"That's what's happening today: People are willing to sacrifice for the country they love," Bush said at the White House. "They remember the lessons of Sept. 11, 2001, and so do I."
Bush said he writes a letter to the family of each fallen American soldier and has wept with relatives.
"It is hard," Bush said in an interview with the Dallas-based Belo affiliate services TV network.
"I tell them that I'm sorry that -- about the grief they suffer, and you know, as a dad I can't imagine the grief a mom or dad or a wife or son or daughter must feel," Bush said in the interview. "I try to do the best I can to send our heartfelt condolences, and I also remind them that I believe the sacrifice their child and-or husband or wife has made is in the national interests of our country."
Bush recalled a meeting at Fort Stewart, Ga., a month ago with relatives of soldiers killed in Iraq.
"I've hugged and cried with, and talked to a room full of families, of loved ones, and I did the best I could do to console them in their grief. And I owe that to those who have suffered," Bush said.
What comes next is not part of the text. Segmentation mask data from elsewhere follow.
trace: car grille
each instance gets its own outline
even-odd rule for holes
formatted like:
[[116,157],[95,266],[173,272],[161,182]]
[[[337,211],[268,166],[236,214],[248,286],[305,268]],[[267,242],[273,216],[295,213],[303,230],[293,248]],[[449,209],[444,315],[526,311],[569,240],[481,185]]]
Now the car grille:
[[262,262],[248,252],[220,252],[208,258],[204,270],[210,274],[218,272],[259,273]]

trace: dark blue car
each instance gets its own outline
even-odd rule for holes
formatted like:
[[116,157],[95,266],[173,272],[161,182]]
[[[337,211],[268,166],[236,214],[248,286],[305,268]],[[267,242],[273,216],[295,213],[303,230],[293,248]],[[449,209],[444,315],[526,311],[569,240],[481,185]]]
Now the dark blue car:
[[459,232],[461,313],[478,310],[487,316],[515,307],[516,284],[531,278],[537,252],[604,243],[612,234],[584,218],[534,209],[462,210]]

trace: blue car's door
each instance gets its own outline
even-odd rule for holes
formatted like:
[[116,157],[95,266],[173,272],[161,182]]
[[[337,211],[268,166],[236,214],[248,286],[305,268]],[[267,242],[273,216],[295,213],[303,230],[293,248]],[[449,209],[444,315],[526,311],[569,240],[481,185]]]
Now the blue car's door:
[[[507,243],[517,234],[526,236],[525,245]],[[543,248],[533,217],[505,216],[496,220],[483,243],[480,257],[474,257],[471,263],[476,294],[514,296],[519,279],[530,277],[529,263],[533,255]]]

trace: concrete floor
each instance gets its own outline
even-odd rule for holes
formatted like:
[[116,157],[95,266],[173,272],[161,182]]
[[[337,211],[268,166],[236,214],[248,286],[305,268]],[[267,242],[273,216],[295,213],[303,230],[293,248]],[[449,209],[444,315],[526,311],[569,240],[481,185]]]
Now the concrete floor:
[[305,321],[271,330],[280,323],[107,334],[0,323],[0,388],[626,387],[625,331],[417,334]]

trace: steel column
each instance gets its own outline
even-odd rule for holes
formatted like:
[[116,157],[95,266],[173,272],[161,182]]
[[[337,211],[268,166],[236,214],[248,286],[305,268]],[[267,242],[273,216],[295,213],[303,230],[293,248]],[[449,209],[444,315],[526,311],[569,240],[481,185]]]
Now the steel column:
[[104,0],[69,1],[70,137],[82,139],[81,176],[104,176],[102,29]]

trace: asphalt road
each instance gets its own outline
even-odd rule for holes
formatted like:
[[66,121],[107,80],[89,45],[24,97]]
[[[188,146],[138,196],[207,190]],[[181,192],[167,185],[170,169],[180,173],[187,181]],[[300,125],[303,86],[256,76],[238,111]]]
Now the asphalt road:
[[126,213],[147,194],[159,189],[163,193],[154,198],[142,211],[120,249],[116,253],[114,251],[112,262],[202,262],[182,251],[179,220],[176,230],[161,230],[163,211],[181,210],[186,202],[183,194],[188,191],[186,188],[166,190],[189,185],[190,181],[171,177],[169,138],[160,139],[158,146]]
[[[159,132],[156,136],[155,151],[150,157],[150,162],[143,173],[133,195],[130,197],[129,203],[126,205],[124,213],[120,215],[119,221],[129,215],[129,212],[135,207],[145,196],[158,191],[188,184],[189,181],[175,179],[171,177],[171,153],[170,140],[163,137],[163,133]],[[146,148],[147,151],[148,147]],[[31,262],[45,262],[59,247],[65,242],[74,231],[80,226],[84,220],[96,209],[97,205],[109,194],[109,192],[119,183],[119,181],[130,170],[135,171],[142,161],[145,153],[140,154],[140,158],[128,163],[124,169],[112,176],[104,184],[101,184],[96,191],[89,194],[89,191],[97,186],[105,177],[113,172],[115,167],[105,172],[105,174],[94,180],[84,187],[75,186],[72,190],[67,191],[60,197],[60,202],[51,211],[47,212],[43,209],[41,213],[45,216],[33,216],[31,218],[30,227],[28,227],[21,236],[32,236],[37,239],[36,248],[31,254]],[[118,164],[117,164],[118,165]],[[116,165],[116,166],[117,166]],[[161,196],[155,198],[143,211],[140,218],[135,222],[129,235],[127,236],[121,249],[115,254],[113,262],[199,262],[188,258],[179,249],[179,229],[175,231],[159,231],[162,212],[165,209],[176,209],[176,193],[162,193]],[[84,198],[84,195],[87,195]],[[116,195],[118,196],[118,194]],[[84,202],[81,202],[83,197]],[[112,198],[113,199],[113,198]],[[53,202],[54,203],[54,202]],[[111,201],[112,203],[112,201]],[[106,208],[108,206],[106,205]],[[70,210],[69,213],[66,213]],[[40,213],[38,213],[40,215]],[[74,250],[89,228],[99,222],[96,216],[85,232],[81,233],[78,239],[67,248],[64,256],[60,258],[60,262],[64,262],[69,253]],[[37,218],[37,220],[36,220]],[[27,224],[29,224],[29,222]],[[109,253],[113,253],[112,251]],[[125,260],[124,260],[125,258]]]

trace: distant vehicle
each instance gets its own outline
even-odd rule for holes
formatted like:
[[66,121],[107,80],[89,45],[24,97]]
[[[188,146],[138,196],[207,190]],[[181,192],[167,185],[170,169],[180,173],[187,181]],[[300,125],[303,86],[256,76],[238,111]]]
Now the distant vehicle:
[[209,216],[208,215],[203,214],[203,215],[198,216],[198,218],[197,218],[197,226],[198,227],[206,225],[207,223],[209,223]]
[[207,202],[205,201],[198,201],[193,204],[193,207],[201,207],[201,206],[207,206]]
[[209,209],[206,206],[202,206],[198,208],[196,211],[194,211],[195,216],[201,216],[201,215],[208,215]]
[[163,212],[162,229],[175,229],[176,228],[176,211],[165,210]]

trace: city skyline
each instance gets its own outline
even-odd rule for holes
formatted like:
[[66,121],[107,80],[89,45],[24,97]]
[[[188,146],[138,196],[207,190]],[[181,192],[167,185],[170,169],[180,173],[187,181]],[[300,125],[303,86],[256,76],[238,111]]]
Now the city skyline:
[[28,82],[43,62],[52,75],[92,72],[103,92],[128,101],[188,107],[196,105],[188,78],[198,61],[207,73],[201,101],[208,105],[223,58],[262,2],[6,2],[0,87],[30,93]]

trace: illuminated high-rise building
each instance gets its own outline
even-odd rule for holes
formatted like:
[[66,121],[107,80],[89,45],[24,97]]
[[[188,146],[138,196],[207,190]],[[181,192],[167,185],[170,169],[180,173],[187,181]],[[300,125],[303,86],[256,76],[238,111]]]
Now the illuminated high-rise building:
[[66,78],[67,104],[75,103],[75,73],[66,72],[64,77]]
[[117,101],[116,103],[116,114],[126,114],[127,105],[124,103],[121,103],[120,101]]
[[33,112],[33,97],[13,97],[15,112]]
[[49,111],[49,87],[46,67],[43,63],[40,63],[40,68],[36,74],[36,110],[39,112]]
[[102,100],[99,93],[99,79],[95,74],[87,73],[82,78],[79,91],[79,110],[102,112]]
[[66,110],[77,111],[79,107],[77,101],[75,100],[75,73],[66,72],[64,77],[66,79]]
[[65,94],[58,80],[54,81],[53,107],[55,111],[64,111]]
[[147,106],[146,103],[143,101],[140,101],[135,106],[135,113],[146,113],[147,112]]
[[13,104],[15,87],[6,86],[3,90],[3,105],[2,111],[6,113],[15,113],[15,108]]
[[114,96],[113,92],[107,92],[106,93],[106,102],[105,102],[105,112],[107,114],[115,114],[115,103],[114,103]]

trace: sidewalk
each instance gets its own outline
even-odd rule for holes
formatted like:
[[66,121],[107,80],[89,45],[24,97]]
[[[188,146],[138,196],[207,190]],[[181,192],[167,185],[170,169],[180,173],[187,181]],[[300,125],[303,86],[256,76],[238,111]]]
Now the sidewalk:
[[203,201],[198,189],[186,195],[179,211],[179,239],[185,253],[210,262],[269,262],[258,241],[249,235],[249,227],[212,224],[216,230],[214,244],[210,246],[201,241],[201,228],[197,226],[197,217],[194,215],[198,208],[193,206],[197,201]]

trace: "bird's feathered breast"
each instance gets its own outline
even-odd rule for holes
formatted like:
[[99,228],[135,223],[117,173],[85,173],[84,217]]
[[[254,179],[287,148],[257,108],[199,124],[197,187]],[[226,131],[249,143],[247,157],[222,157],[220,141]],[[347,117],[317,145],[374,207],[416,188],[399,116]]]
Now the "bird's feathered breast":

In his Columbus Day speech, the president singled out a sampling of Italian-Americans who have sacrificed in battle: John Basilone, killed in 1945 during the invasion of Iwo Jima, and Rocky Versace, a Green Beret who defied his Viet Cong captors and was executed in 1965. And he cited New York City Fire Chief Peter Ganci, who died at the World Trade Center.
One soldier was killed and two wounded Monday when attackers fired a rocket-propelled grenade at their patrol in Tikrit (search). A second soldier was killed and another wounded when their vehicle struck a land mine in Beiji (search), 120 miles north of Baghdad.
The two deaths brought to 96 the number of U.S. soldiers known to have been killed in hostile action since May 1, when Bush declared major combat over.
Bush rarely speaks publicly about the deaths of American service members in Iraq, beyond saying that the nation mourns the losses.